The NZSO in 2007, its 60th year.
Concerted efforts
The New Zealand Symphony Orchestra (NZSO) is our flagship classical music ensemble.
In 1940 the success of the Centennial Festival Orchestra encouraged the government to form a permanent national orchestra. The Second World War delayed the creation of the National Orchestra until 1946, and its first concert was in early 1947. No more would the country rely for its symphonic music on such orchestras, often incomplete, as the cities and larger towns could muster.
Through its subscription seasons and regional tours, the modern NZSO travels over 40,000 kilometres a year to bring the best of the orchestral repertoire to New Zealanders from Kerikeri to Invercargill. It has made an international reputation with world-class performances such as those of Mahler, Lilburn and Sibelius at the BBC Proms in 2005 and with widely acclaimed CDs such as Lilburn’s orchestral works, which was Editor’s Choice in the December 2006 edition of Gramophone.
Less in the spotlight, though, are the many ways in which the players individually contribute to the fabric of musical life. Many have private pupils, and they feature heavily on the teaching staff of the New Zealand School of Music. They tutor at summer music schools such as the Queenstown Violin Summer School and the Waitaki Summer Music Camp where people from school age to retirement age come to hone their playing skills.
The players run two charitable trusts: the Michael Monaghan Young Musicians Foundation and the Alex Lindsay Memorial Trust, which has helped launch the careers of players such as Wilma Smith, Alexa Still and Marya Martin.

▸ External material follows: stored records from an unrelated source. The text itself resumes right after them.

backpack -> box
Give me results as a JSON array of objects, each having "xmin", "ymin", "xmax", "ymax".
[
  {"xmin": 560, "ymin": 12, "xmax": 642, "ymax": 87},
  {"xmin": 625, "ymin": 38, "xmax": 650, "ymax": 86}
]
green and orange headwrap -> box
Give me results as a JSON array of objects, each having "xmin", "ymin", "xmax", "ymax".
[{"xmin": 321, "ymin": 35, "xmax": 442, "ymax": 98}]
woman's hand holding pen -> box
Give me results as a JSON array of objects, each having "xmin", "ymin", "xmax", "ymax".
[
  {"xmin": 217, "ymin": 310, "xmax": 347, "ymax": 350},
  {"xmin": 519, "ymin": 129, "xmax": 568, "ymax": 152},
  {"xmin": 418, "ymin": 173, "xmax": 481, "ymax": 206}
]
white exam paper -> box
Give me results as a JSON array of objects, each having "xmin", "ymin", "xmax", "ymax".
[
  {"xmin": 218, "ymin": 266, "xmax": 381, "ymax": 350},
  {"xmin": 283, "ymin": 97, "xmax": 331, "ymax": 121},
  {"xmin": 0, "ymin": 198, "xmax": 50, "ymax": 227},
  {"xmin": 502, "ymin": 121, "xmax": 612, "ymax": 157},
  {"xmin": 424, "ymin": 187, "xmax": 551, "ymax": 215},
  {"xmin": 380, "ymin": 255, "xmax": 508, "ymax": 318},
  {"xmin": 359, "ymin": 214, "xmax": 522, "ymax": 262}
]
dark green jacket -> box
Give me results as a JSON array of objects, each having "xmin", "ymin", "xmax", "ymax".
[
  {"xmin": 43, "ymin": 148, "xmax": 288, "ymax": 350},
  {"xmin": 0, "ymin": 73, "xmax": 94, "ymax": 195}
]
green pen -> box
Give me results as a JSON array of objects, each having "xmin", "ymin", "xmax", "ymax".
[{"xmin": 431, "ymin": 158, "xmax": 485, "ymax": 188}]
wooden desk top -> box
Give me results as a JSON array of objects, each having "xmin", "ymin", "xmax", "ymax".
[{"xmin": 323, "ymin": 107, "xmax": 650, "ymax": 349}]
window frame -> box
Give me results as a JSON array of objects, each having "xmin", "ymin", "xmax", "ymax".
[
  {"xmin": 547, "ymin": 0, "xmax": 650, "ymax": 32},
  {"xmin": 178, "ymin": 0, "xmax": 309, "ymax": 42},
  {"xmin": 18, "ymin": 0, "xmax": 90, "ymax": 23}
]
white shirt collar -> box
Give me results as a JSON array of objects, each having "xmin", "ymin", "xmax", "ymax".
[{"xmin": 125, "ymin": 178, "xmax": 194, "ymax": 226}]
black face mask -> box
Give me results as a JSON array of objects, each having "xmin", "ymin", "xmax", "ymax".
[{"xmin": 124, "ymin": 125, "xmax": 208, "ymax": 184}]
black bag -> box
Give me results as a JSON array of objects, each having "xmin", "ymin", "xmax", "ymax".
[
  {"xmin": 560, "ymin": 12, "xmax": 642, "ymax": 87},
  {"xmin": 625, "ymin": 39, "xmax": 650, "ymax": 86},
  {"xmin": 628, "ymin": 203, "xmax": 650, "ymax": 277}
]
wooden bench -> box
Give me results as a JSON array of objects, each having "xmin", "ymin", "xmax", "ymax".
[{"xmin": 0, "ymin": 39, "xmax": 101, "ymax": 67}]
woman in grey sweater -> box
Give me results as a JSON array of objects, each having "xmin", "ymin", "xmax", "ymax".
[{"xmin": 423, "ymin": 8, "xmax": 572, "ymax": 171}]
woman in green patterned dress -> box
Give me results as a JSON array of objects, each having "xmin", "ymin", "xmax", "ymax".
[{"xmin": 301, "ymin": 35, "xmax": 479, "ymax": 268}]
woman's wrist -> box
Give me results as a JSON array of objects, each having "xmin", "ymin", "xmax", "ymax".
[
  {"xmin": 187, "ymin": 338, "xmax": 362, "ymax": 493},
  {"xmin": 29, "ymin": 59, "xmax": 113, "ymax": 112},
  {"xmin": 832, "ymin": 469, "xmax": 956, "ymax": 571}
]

Groups from within the orchestra, such as Felix the Quartet, the Nevine and Aroha String Quartets, the Iota Trio, the contemporary group Stroma, the harp/flute duo Flight and New Zealand Brass, are active throughout the year. They bring concerts to music societies throughout New Zealand and perform school concerts through the orchestra’s Education and Outreach programme.
One of the more memorable of these concerts was to a group of tough fourth-formers at Horowhenua College in 2001. The players had been warned there might be heckling or inattention. It was two days after the Twin Towers fell, and with some misgivings they decided to start the concert with the first two movements of Shostakovich’s 8th symphony, which was dedicated to ‘the victims of fascism and war’; it is a dark, discordant and angry piece. They told the pupils why they were playing it and launched straight in. After the violent and abrupt ending there was a three-second awestruck pause. Then the pupil they’d been particularly warned about simply said, ‘fu—u—ck!’ The room erupted with applause, and they were begged to play it again.